Efektivitas ARV Tekan HIV
Dalam Keputusan Menteri Kesehatan Republik Indonesia Nomor HK. 01.07/MENKES/90/2019 dengan mengutip studi HIV Prevention Trial Network (HPTN) 052 dijelaskan, penggunaan terapi obat ARB saat ini termasuk metode pencegahan penularan HIV paling efektif.
Pemberian ARV obat HIV pada tahap awal dapat mengurangi risiko penularan hingga 93 persen pada pasangan seksual yang satu seropositif dan seronegatif (pasangan serodiskordan).
Supresi atau upaya menekan viral load dengan ARV terbukti berkaitan dengan kadar virus yang rendah dalam sekresi genital. Upaya pencegahan HIV AIDS dengan obat ARV termasuk dalam konsep Treatment as Prevention (TasP).
Efektivitas terapi ARV dalam menurunkan jumlah virus harus didukung upaya positive prevention atau pengurangan perilaku berisiko. Oleh karena itu, penggunaan ARV secara konsisten dengan kombinasi pencegahan yang tepat mutlak diperlukan untuk mencegah penularan HIV. Upaya ini termasuk penggunaan kondom secara teratur, praktek seks yang aman, dan pengobatan infeksi menular seksual.
Dalam Buku Saku Pengobatan ARV Bagi Petugas Lapangan Komunitas (2020) terbitan Jaringan Indonesia Positif, dipaparkan, manfaat pengobatan ARV mencakup upaya menekan jumlah virus HIV sebanyak mungkin hingga tidak terdeteksi, menjaga daya tahan tubuh, dan mempertahankan kualitas hidup.
Konsep "Undetectable = Untransmittable" (tidak terdeteksi = tidak menularkan) mengindikasikan, jika seseorang menerapkan pengobatan ARV dengan baik hingga mencapai viral load tidak terdeteksi, ia tidak akan menularkan HIV kepada pasangan seksualnya.
Kepatuhan dalam pengobatan ARV juga penting. Kepatuhan yang dimaksud mencakup penggunaan obat dengan dosis tepat pada waktu yang tepat.

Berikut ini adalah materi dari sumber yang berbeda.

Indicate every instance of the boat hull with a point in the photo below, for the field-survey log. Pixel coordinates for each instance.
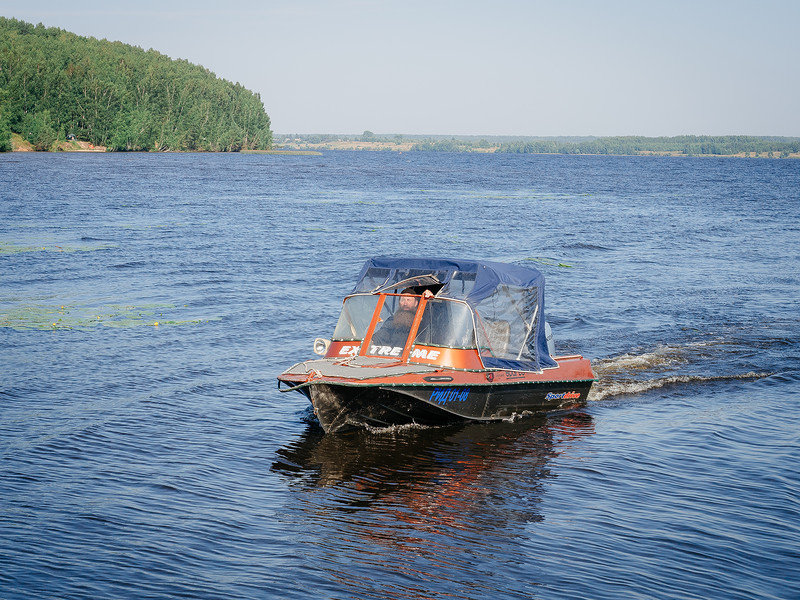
(340, 407)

Tanpa kepatuhan, virus HIV dapat berkembang biak kembali dengan cepat. Tidak patuh pada dosis penggunaan juga dapat menyebabkan mutasi virus dan resistensi terhadap obat ARV. Oleh karena itu, kepatuhan sangat penting untuk menjaga efektivitas pengobatan ARV pada ODHA.